P.S.: I know $$1214928^3+3480205^3-3528875^3=2$$

found by D.R.Heath-Brown and

$$37404275617^3-25282289375^3-33071554596^3=2$$

by D.J.Bernstein. But I think this one

$$3737830626090^3+1490220318001^3-3815176160999^3=2$$

is not reported before.

Answer 1

No, the solution $1214928^3 + 3480205^3 − 3528875^3=2$ is not of the form $(6t^3+1,1-6t^3,-6t^2)$.

Answer 2

If you're looking for all degree-3 polynomial solutions $x(t)=x_3t^3+x_2t^2+x_1t+x_0$, $y(t)=y_3t^3+y_2t^2+y_1t+y_0$ and $z(t)=z_3t^3+z_2t^2+z_1t+z_0$ of $x(t)^3+y(t)^3+z(t)^3=2$ you'll trivially find an infinity of them.
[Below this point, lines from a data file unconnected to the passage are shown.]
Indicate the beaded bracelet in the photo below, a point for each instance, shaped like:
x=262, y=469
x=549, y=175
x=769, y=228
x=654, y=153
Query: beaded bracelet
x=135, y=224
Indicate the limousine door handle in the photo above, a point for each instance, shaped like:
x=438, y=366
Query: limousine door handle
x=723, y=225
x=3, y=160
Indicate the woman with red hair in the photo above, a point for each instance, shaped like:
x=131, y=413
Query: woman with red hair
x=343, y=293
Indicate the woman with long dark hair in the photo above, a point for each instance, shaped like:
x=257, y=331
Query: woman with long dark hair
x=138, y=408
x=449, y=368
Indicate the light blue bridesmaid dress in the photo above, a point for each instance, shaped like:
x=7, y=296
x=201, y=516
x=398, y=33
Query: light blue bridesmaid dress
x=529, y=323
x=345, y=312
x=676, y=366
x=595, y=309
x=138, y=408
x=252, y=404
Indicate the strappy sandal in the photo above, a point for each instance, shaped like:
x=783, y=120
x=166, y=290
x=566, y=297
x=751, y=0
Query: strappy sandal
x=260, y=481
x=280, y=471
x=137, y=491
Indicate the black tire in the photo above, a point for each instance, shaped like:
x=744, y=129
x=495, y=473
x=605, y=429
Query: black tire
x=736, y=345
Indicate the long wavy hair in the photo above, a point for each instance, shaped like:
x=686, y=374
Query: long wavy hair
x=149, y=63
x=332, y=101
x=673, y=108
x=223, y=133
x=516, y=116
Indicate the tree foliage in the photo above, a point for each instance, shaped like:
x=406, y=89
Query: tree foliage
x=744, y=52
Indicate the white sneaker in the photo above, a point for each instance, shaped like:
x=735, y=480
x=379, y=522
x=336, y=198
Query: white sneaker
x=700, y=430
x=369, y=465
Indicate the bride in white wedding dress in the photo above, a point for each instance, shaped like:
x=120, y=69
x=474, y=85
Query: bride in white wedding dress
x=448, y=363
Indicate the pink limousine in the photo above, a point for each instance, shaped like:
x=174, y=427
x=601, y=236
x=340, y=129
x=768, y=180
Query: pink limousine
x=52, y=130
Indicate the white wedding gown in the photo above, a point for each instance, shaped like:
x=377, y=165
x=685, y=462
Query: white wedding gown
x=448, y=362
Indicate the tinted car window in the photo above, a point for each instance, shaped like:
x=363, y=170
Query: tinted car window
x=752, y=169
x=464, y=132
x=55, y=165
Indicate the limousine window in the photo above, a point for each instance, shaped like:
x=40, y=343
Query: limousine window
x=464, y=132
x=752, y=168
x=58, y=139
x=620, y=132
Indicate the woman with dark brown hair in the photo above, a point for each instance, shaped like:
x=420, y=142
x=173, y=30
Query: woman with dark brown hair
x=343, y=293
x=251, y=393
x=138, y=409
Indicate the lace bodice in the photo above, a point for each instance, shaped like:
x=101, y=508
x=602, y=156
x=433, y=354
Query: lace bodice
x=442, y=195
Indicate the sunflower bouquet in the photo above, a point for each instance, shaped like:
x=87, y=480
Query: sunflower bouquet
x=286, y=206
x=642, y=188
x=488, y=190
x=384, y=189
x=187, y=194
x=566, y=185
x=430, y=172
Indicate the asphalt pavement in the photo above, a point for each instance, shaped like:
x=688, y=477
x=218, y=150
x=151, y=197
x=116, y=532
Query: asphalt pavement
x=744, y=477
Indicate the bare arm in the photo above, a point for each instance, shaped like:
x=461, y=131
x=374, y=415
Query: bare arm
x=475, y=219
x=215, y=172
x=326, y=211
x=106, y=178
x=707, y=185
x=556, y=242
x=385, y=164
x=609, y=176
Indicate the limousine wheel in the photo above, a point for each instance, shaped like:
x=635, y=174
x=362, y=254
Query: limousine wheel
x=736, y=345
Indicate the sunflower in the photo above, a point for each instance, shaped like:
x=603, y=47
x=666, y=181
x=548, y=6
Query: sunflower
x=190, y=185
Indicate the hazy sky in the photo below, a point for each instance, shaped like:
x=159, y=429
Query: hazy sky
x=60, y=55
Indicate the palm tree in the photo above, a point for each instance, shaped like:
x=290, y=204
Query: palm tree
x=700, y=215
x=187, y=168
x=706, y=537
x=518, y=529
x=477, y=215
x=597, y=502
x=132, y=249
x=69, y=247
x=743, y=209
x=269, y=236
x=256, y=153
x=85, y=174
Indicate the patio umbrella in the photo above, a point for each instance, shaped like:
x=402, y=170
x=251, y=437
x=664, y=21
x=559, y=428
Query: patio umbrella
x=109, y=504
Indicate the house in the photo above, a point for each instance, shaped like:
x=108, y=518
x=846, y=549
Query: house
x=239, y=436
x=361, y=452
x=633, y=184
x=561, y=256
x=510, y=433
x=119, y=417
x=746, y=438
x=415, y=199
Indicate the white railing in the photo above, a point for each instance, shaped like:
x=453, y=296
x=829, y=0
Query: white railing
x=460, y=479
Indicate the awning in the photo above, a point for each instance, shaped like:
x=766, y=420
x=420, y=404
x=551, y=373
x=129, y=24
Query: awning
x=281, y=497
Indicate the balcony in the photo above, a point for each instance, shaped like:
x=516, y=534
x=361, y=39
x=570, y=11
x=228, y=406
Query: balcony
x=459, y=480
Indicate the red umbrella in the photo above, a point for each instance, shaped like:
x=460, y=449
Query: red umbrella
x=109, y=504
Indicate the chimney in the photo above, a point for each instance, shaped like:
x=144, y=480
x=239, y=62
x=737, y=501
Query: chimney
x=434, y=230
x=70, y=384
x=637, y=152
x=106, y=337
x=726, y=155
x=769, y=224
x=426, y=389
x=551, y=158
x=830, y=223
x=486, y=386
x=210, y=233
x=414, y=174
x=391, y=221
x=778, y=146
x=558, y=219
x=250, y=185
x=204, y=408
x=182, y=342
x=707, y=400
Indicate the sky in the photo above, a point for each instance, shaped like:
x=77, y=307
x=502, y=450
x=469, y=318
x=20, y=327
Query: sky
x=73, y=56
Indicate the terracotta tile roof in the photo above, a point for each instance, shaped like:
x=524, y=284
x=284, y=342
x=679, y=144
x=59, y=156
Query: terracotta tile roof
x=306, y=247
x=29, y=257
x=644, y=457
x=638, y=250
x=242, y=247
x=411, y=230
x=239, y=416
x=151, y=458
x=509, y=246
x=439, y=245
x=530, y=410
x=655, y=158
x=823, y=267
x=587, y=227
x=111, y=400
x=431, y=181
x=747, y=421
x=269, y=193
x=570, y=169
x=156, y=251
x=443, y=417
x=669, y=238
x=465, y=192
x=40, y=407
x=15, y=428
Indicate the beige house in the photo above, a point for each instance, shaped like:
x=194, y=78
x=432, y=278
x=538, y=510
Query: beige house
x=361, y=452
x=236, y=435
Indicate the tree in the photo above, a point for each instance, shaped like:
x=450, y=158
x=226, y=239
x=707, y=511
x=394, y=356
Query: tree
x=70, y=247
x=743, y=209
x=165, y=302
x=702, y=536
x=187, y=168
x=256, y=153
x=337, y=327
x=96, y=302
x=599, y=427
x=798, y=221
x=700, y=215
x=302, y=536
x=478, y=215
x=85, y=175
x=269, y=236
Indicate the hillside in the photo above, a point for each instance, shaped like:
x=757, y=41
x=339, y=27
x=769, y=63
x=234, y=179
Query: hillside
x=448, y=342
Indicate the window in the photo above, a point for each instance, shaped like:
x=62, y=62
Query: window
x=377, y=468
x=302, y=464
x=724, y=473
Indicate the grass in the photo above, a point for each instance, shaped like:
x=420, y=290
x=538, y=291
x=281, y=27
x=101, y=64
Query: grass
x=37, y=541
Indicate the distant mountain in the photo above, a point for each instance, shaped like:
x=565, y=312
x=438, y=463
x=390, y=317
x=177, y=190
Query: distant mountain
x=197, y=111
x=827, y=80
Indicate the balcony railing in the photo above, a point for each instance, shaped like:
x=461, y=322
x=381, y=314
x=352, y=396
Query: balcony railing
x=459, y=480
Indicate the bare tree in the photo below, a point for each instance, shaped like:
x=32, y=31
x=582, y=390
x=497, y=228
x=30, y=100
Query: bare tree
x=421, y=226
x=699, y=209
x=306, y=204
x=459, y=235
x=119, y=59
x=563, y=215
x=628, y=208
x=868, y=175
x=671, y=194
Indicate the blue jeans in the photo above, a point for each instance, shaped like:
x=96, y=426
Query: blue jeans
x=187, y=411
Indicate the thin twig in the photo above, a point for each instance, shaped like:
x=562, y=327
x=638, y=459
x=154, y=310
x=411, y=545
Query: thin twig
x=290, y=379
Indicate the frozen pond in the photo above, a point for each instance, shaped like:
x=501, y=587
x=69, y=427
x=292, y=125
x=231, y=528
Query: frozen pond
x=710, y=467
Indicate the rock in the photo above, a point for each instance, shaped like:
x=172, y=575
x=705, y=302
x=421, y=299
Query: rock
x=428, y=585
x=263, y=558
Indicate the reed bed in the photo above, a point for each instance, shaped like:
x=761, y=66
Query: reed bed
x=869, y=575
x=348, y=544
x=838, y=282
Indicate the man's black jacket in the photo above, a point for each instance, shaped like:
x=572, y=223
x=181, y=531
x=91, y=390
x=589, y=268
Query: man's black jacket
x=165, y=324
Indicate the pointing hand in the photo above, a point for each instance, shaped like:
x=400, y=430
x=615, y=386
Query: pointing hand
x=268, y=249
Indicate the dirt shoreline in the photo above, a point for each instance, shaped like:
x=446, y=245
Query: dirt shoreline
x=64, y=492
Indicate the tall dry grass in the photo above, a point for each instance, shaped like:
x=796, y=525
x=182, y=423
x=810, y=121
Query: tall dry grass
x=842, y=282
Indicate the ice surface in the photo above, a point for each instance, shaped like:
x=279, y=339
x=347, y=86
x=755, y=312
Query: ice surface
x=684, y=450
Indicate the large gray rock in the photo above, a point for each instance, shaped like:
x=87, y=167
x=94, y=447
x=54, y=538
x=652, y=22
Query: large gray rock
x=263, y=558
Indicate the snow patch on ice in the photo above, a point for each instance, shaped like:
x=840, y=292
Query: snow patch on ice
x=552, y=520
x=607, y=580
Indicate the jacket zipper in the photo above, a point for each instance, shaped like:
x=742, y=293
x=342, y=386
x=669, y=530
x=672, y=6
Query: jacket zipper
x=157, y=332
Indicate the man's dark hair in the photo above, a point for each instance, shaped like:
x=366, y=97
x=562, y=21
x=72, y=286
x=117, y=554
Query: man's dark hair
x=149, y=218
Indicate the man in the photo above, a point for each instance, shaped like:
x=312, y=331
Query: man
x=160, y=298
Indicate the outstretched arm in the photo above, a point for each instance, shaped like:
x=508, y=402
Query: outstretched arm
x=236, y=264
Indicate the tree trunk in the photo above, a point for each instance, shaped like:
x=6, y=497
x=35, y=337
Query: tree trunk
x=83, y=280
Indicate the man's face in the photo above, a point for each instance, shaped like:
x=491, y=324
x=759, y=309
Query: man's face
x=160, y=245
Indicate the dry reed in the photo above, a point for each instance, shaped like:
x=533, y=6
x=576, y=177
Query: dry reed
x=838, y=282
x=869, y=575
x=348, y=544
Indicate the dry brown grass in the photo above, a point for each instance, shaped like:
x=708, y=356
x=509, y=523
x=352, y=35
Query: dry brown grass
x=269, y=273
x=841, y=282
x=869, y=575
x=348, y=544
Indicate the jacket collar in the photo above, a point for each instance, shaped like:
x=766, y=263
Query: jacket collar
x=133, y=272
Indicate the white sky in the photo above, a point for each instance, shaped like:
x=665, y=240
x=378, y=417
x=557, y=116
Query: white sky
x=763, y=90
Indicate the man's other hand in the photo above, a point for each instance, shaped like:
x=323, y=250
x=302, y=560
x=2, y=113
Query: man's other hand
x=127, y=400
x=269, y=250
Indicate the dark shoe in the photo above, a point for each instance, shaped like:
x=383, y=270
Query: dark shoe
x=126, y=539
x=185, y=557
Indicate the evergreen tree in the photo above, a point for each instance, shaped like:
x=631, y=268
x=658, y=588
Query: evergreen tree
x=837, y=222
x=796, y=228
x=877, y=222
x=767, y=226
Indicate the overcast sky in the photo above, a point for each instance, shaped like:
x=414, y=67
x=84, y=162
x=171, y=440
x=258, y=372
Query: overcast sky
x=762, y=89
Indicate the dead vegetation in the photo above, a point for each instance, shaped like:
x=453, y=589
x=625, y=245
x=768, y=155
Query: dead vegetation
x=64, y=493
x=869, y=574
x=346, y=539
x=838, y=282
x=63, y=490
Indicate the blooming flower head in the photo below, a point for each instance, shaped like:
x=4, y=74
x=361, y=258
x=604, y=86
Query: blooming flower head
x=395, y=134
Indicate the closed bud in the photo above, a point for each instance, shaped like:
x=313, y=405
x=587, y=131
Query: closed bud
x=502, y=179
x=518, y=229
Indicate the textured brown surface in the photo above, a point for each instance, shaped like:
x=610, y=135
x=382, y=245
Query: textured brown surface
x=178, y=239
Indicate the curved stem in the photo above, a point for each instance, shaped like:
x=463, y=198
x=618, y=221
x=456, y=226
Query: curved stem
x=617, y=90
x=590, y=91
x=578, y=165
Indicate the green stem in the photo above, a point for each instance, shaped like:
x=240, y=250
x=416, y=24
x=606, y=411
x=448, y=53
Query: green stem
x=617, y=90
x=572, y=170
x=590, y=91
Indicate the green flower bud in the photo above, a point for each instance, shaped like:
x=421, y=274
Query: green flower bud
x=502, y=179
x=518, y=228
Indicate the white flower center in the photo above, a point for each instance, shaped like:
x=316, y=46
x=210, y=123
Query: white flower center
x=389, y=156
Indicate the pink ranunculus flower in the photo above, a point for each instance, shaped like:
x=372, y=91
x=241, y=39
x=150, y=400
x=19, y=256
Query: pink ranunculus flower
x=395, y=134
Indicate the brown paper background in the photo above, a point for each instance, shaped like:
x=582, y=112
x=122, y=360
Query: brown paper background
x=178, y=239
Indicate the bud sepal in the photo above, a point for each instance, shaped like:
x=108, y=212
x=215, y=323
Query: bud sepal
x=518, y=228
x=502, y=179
The question of unicity must therefore cover the case of polynomials that are essentially the same as the well-known parametric solution, e.g. the solution with $x(t)=7+18t+18t^2+6t^3=1+6(t+1)^3$ is not different from $1+6t^3$. For degree-3 solutions, it's easy to prove that the solution $1+6t^3, 1-6t^3, -6t^2$ is the only one with $(x_0,y_0,z_0)=(1,1,0)$. More difficult is to answer (still for degree-3 solutions) if there is, or not, another solution with a triple $(x_0,y_0,z_0)$ not of the form $(1+6t_0^3, 1-6t_0^3, -6t_0^2)$. Even more difficult, is to find out if there could be, or not, polynomial solutions of higher degree and essentially different from $1+6t^3, 1-6t^3, -6t^2$ (different in the sense that $t$ cannot be a polynomial $P(x))$. For example, solutions with $X(t)=48t^6+144t^5-240t^3+144t-47$ are essentiellement the same as $x(t)=1+6t^3$ because $X(t)=1+6(2t^2+2t-2)^3$.